Se 2025 marcou o momento em que a inteligência artificial entrou de vez na caixa de ferramentas dos atacantes, 2026 tende a ser o ano em que essa mesma tecnologia vai separar definitivamente empresas preparadas de empresas vulneráveis.

Ataques mais rápidos, mais personalizados e muito mais difíceis de detectar passam a ser rotina  e qualquer criminoso pode orquestrá-los com ferramentas acessíveis. Não se trata mais de um cenário hipotético: é o início de uma mudança estrutural na forma como golpes, fraudes e campanhas avançadas são conduzidas.

Esse novo ritmo dos ataques aumenta ainda mais a distância entre empresas maduras e empresas reativas. De um lado, organizações, que conseguem usar IA, automação e gestão de riscos de forma estratégica ganham velocidade e clareza para responder.
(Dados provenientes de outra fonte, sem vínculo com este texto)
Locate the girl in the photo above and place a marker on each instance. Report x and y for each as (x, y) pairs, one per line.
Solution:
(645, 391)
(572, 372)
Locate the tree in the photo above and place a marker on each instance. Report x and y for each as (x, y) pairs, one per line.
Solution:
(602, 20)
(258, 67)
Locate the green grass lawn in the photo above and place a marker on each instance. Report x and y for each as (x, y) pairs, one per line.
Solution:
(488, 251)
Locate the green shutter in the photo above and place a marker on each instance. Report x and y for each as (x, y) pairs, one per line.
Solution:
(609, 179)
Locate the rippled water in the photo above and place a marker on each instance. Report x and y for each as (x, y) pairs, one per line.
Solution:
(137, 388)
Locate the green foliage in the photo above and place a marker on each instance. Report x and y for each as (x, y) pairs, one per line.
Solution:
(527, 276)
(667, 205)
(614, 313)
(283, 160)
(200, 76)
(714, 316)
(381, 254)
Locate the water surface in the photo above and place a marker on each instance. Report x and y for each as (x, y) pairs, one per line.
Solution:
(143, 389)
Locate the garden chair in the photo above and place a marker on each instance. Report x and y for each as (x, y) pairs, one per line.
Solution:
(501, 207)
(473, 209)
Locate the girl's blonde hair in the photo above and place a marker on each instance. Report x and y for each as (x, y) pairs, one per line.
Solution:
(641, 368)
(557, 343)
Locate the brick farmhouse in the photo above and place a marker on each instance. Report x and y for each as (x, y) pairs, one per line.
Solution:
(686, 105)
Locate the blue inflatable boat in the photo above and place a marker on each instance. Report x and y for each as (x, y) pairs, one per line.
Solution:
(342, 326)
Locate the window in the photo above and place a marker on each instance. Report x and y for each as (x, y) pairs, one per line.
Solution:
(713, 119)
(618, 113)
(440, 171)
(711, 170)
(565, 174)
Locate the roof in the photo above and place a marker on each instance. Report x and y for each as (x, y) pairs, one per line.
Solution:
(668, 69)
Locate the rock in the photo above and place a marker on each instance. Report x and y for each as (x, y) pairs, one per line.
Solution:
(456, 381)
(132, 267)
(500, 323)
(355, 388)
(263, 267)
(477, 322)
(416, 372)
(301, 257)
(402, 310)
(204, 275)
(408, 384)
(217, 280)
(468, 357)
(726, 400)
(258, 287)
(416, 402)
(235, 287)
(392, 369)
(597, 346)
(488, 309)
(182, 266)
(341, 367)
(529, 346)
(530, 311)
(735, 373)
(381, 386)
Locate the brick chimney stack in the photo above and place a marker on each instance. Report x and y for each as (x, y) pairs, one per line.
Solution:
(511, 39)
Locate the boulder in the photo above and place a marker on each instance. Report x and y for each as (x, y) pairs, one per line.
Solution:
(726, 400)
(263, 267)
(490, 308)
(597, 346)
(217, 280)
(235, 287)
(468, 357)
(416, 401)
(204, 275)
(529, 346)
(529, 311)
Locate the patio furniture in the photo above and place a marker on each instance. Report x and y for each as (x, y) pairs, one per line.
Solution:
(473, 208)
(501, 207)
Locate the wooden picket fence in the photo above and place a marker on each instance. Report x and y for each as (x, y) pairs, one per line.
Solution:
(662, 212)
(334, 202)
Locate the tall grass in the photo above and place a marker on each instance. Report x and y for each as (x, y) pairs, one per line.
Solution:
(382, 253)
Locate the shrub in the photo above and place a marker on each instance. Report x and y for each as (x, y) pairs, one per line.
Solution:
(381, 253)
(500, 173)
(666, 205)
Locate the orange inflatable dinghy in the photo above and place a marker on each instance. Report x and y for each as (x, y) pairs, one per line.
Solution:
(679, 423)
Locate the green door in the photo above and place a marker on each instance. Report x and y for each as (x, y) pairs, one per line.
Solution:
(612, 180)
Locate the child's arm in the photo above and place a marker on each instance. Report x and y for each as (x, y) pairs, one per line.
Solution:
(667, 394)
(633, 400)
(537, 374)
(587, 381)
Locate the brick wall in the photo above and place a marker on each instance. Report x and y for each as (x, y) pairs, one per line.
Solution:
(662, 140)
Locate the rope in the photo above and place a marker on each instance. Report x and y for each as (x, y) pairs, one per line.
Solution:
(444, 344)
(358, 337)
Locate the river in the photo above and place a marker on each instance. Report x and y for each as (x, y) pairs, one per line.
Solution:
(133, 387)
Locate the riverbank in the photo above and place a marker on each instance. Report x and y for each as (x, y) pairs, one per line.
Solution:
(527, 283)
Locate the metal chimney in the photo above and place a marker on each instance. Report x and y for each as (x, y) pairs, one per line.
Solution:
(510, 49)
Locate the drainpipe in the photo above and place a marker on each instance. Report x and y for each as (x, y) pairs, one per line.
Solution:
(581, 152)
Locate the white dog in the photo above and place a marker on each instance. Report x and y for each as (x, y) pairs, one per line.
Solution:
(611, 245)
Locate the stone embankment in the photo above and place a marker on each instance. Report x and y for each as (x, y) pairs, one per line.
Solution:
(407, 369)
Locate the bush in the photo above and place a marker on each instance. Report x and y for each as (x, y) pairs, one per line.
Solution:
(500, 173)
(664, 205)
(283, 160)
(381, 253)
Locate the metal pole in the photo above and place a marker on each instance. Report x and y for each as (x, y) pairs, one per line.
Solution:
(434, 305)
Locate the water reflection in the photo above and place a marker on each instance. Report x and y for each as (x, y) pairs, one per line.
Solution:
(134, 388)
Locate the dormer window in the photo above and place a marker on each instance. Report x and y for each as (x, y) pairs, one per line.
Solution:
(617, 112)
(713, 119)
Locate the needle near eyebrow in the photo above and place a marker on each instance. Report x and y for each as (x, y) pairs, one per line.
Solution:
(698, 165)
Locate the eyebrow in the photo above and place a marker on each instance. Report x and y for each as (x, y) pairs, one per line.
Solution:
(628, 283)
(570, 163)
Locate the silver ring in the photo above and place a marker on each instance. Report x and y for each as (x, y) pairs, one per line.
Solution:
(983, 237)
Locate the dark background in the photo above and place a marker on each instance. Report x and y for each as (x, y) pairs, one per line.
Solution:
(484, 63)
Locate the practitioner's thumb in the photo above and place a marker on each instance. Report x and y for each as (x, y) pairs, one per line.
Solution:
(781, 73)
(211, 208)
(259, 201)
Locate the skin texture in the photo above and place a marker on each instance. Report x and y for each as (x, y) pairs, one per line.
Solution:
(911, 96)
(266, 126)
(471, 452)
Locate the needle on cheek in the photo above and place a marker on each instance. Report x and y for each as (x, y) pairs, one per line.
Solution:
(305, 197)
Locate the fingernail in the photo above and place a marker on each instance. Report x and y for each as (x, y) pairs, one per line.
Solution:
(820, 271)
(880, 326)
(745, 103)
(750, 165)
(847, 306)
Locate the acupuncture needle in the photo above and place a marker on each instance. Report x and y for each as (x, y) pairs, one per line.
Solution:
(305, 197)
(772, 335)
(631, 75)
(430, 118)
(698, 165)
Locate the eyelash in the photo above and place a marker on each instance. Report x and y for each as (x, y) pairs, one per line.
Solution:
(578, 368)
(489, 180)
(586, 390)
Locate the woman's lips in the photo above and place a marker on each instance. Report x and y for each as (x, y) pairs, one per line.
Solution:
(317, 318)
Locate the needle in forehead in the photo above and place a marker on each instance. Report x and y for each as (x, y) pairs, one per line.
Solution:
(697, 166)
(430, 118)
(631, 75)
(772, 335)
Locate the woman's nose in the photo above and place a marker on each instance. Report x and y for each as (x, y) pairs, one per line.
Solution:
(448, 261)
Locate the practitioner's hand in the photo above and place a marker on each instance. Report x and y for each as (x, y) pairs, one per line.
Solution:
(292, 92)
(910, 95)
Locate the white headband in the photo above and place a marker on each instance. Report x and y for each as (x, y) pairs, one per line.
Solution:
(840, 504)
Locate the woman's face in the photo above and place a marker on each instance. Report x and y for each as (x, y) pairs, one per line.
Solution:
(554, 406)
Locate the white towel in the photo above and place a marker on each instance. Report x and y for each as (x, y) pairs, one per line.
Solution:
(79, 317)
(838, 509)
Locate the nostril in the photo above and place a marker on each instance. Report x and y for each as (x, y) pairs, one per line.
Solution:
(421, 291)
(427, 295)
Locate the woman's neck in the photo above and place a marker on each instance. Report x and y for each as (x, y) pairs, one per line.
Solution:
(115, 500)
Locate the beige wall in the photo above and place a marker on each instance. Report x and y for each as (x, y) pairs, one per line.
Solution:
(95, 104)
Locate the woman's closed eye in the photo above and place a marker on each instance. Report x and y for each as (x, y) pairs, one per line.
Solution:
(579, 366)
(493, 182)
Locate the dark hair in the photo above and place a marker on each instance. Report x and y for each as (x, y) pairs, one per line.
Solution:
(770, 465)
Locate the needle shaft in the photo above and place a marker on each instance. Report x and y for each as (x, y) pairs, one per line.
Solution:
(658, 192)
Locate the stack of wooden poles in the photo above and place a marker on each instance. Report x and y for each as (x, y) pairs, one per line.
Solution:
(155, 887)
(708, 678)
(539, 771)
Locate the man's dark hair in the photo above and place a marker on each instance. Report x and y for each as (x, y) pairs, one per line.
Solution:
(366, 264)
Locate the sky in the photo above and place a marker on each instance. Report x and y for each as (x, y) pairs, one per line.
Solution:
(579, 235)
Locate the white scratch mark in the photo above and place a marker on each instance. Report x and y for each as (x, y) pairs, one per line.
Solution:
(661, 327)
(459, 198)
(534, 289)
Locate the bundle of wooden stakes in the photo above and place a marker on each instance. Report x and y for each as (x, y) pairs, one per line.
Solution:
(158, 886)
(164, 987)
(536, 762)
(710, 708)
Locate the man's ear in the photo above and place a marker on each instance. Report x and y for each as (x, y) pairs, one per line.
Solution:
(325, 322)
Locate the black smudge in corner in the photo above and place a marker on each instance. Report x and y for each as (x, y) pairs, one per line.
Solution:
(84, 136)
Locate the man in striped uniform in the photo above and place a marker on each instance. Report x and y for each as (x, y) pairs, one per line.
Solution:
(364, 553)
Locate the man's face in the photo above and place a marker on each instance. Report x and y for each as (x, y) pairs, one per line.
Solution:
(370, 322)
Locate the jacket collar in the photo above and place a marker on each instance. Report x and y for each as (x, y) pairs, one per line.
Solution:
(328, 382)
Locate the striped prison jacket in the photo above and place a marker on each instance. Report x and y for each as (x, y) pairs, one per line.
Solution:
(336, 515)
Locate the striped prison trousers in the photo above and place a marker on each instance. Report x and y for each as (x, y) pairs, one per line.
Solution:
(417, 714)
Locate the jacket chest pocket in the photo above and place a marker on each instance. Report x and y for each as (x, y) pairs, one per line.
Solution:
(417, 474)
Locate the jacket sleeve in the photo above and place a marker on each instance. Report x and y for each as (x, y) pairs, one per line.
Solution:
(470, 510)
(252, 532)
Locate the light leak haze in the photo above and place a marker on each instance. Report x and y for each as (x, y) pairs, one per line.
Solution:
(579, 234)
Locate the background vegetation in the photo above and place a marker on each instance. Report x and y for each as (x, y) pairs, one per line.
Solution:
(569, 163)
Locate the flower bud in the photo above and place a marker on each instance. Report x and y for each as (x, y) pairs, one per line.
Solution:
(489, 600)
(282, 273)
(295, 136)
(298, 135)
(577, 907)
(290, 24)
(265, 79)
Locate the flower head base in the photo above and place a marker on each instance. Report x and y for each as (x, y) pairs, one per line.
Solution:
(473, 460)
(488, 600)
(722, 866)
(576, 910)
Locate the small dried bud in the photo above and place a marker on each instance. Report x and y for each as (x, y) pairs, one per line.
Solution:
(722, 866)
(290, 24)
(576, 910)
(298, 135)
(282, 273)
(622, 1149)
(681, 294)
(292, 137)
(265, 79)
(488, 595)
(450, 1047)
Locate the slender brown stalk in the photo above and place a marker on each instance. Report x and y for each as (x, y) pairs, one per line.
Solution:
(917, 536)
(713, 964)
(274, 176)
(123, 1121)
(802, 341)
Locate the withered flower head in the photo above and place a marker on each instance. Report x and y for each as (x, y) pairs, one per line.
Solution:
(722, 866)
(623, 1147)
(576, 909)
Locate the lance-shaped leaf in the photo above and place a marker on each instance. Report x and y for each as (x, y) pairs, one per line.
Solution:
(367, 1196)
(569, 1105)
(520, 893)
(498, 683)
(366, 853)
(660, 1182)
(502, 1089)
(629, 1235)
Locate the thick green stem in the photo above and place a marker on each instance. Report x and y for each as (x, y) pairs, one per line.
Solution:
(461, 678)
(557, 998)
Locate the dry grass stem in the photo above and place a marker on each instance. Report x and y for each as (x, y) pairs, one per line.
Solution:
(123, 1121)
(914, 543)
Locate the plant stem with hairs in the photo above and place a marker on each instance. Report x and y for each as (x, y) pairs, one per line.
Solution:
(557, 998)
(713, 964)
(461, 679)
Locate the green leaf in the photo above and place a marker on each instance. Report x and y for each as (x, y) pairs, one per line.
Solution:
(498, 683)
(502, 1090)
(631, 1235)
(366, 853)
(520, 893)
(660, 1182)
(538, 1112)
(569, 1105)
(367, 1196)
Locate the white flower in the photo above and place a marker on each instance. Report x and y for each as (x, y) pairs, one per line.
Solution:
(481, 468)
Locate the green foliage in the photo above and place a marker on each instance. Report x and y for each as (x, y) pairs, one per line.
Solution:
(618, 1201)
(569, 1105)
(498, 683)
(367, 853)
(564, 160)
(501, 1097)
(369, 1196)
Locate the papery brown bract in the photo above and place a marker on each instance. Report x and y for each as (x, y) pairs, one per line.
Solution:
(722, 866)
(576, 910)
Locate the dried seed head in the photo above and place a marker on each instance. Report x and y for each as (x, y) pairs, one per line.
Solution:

Do outro, já aquelas que continuam operando no modo “apagar incêndio” ficam dependentes do esforço heroico das equipes e expostas a interrupções cada vez mais frequentes.

Do ponto de vista de negócios, isso significa que a cibersegurança deixa de ser apenas tema técnico. Ela passa a influenciar diretamente a continuidade operacional, reputação, margem e capacidade de competir em mercados cada vez mais digitais e regulados. Quem ocupa as cadeiras de CISO, CIO e outros cargos de liderança – não somente de tecnologia – precisam enxergar que não se trata mais de um conjunto de projetos pontuais, e sim de um modelo de gerenciamento permanente de exposição.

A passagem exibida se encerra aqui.